Your question is very interesting. Let me give my idea.
Firstly, we will compute $IG$. Note that we have $$\vec{GA} + \vec{GB} + \vec{GC} = \vec{0}.$$ Then, $$3\vec{IG} = \vec{IA} + \vec{IB} + \vec{IC}.$$
$$9IG^2 = \sum_{\circlearrowleft} IA^2 + 2\sum_{\circlearrowleft}\vec{IA}\vec{IB} $$
Recall that $IA^2 = r^2 + (s-a)^2$ (I don't go to this detail, but you can see it easily), and $2\vec{IA}\vec{IB} = IA^2 + IB^2 - AB^2$.
Then, one has: \begin{eqnarray}9IG^2 &=& 3\sum_{\circlearrowleft} IA^2 - \sum_{\circlearrowleft} a^2 = 9r^2 + 3[(s-a)^2 + (s-b)^2 + (s-c)^2] - (a^2+b^2+c^2) \\ &=& 9r^2 + 5s^2 - 4(ab+bc+ca). \ \ \ (1)\end{eqnarray}
Now, use the Heron's formula, we have $$S = sr = \sqrt{s(s-a)(s-b)(s-c)}$$.
So, $$sr^2 = s^3 - s^2(a+b+c) + s(ab+bc+ca) - abc = - s^3 + s(ab+bc+ca) -abc.$$
Note that $abc= 4RS = 4Rrs$. We get $$sr^2 = -s^3 + s(ab+bc+ca) -4Rrs$$ or $$ab+bc+ca = r^2+s^2+4Rr\ \ \ \ (2)$$
Substitute (2) to (1), we get $$9IG^2 = 9r^2 + 5s^2 - 4(r^2 + s^2 + 4Rr) = 5r^2 + s^2 - 16Rr.$$
EDIT: Let me compute the $IH$. I use two lemmas.

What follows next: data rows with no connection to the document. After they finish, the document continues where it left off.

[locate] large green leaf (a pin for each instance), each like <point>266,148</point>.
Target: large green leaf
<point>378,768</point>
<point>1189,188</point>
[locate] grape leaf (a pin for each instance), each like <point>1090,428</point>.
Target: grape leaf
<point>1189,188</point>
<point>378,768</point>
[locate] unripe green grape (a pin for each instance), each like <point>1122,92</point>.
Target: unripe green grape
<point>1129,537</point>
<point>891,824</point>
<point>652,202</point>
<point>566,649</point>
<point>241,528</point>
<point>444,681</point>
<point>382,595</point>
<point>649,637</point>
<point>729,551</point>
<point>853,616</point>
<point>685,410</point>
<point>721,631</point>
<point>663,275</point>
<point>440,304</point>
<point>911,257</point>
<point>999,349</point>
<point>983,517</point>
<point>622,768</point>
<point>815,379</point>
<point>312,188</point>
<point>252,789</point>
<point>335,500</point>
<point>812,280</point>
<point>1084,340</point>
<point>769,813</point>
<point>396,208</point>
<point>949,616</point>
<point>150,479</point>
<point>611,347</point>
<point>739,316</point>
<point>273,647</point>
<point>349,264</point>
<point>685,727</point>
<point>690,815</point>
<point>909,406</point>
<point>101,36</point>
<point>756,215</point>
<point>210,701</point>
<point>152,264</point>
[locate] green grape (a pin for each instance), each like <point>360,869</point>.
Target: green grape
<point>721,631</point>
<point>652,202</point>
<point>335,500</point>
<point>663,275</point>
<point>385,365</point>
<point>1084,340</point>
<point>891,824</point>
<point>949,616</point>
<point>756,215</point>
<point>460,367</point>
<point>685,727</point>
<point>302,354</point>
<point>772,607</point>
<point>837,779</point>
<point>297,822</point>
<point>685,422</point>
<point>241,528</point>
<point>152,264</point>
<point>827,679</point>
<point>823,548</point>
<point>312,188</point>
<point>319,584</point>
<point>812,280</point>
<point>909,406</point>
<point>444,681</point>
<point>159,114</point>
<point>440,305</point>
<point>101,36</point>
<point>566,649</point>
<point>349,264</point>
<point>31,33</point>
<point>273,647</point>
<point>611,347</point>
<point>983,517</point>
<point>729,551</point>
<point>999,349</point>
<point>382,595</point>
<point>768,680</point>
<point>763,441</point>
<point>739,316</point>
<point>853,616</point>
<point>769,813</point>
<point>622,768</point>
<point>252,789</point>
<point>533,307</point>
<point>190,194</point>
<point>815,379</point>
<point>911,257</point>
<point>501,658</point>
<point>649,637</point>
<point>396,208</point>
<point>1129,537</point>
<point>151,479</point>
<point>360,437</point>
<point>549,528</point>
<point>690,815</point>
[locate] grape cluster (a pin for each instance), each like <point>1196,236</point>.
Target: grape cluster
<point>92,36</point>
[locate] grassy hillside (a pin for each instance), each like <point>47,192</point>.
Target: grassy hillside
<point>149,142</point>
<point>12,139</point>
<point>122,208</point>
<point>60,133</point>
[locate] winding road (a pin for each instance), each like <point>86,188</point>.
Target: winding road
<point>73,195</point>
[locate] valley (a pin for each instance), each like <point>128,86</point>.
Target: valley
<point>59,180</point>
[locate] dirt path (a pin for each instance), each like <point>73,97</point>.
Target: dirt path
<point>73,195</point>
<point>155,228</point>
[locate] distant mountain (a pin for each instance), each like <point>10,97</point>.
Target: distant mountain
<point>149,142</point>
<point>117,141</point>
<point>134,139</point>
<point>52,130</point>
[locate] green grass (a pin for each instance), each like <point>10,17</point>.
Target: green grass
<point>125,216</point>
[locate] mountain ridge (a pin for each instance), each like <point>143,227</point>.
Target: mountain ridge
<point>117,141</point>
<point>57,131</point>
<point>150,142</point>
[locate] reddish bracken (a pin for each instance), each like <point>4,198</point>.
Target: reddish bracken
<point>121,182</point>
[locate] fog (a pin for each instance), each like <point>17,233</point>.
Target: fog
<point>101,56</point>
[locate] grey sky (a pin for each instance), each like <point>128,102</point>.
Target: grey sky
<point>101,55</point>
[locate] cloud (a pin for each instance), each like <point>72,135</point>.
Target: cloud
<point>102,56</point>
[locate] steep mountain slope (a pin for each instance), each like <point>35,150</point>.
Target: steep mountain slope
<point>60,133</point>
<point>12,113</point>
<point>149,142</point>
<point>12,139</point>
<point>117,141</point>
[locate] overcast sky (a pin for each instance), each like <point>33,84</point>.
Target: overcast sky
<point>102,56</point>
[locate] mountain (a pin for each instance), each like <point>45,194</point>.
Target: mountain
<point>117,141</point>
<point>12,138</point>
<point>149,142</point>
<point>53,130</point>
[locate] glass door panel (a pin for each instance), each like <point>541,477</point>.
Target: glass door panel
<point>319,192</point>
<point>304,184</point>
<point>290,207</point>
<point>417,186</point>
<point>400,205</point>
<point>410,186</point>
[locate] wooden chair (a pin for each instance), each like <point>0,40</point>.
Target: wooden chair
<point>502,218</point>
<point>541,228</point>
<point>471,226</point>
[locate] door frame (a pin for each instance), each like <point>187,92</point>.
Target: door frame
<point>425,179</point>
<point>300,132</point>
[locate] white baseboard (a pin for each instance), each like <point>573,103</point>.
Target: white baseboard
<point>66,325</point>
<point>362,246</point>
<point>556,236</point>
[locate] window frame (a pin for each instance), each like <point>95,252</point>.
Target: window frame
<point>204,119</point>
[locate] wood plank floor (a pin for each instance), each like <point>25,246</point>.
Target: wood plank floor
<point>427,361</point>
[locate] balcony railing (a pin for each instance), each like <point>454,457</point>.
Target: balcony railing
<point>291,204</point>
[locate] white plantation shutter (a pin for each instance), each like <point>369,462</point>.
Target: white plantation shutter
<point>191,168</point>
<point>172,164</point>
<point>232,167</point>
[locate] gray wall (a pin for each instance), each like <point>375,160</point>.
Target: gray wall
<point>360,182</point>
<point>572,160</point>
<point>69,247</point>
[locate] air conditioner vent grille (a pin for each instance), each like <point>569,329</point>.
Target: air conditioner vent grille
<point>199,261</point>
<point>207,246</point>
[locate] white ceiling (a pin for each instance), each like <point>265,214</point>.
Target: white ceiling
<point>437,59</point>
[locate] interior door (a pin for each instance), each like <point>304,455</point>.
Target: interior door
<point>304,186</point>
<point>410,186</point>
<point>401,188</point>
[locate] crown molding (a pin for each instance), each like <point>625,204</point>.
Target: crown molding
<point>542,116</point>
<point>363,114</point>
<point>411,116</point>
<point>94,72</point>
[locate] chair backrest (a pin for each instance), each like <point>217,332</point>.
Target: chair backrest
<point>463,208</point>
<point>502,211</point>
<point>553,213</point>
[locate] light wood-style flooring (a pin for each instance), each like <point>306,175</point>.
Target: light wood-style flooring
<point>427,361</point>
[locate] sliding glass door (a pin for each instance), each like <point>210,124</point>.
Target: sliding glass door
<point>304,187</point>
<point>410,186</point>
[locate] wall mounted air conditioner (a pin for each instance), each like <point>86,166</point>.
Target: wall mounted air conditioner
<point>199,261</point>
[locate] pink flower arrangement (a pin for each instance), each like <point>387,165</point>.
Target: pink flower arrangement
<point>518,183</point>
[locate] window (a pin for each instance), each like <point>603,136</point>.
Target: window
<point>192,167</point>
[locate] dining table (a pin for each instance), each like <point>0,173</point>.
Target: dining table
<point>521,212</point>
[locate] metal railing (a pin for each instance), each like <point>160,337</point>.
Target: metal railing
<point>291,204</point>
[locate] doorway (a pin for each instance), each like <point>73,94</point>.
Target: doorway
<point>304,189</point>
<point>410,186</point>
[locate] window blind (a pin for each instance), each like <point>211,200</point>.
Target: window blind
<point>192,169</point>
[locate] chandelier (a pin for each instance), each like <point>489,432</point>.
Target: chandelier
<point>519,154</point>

Lemma 1 One has $$a\vec{IA} + b\vec{IB} + c\vec{IC} = \vec{0}.$$
Lemma 2 One has $$HA^2 = 4R^2 - a^2; HB^2 = 4R^2 - b^2; HC^2 = 4R^2-c^2.$$
I don't give the detail prove of two above lemmas, but you can see it like this:
- lemma 1: the bisector of angle A divides the side $BC$ by ratio $b:c$, and so on with two other bisectors.
- lemma 2: it is easy to use the Euler line, which implies that $HA$ is two times of the distance from the circumcenter to the side $BC$.

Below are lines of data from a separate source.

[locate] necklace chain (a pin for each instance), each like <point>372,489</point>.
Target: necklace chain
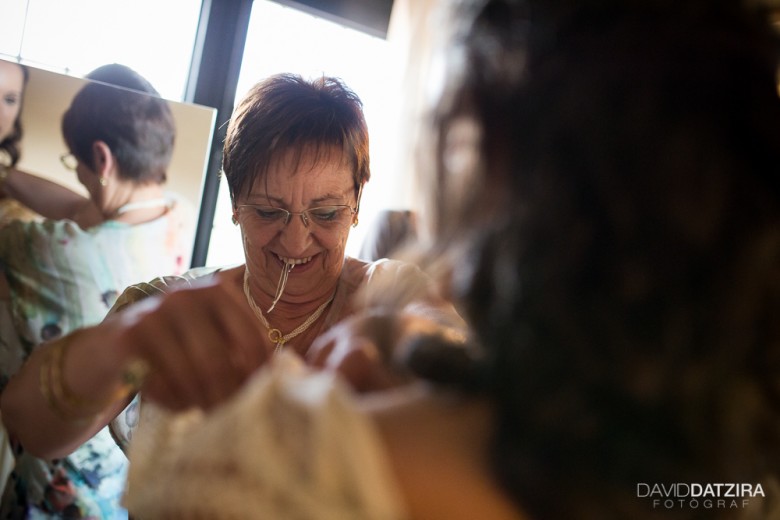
<point>142,204</point>
<point>275,335</point>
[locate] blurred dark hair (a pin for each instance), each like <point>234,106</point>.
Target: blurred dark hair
<point>122,109</point>
<point>606,185</point>
<point>286,112</point>
<point>11,145</point>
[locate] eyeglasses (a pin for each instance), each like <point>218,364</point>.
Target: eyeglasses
<point>323,217</point>
<point>69,161</point>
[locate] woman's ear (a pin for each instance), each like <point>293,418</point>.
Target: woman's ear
<point>103,160</point>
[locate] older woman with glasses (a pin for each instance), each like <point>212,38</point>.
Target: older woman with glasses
<point>66,269</point>
<point>296,160</point>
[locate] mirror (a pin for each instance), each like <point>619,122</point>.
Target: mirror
<point>47,97</point>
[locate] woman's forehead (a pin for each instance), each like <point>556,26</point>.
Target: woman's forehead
<point>319,175</point>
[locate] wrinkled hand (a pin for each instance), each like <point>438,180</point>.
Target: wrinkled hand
<point>369,349</point>
<point>200,343</point>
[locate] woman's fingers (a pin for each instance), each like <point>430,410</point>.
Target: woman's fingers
<point>201,344</point>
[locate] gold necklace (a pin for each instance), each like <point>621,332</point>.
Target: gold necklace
<point>275,335</point>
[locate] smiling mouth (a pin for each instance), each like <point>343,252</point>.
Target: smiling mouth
<point>294,261</point>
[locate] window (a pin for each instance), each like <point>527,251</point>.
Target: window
<point>283,39</point>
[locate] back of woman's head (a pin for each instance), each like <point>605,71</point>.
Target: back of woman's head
<point>607,175</point>
<point>121,108</point>
<point>287,112</point>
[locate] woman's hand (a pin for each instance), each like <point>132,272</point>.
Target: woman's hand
<point>369,349</point>
<point>200,344</point>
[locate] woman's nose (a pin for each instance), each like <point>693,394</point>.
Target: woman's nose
<point>296,235</point>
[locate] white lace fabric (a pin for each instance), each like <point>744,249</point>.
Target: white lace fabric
<point>290,445</point>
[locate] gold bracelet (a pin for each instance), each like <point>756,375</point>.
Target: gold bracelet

Using lemma 1, we have $$2s \vec{HI} = a\vec{HA} + b\vec{HB} + c\vec{HC}.$$
Then, \begin{eqnarray}4s^2 HI^2 &=& \sum_{\circlearrowleft} a^2HA^2 + 2\sum_{\circlearrowleft} ab \vec{HA}\vec{HB}\\
&=& \sum_{\circlearrowleft} a^2(4R^2 - a^2) + \sum_{\circlearrowleft} ab (HA^2 + HB^2 -AB^2)\ \ \ \ \ \mbox{(using the lemma 2)}\\
&=& 4R^2(a^2+b^2+c^2) - (a^4+b^4+c^4) + \sum_{\circlearrowleft} ab (8R^2 - a^2-b^2-c^2) \\
&=& 4R^2(a^2+b^2+c^2 + 2ab +2bc +2ca) - (a^4+b^4+c^4) - (ab+bc+ca)(a^2+b^2+c^2) \\
&=& 16R^2s^2 - (a^4+b^4+c^4) - (ab+bc+ca)(a^2+b^2+c^2).\end{eqnarray}
I leave the part $(a^4+b^4+c^4) + (ab+bc+ca)(a^2+b^2+c^2)$ for you, because of the simple but long computation.
I give the answer, $$4s^2IH^2 = 16R^2s^2 + 16Rrs^2 + 12r^2s^2 - 4s^4.$$
Then, you get the equality.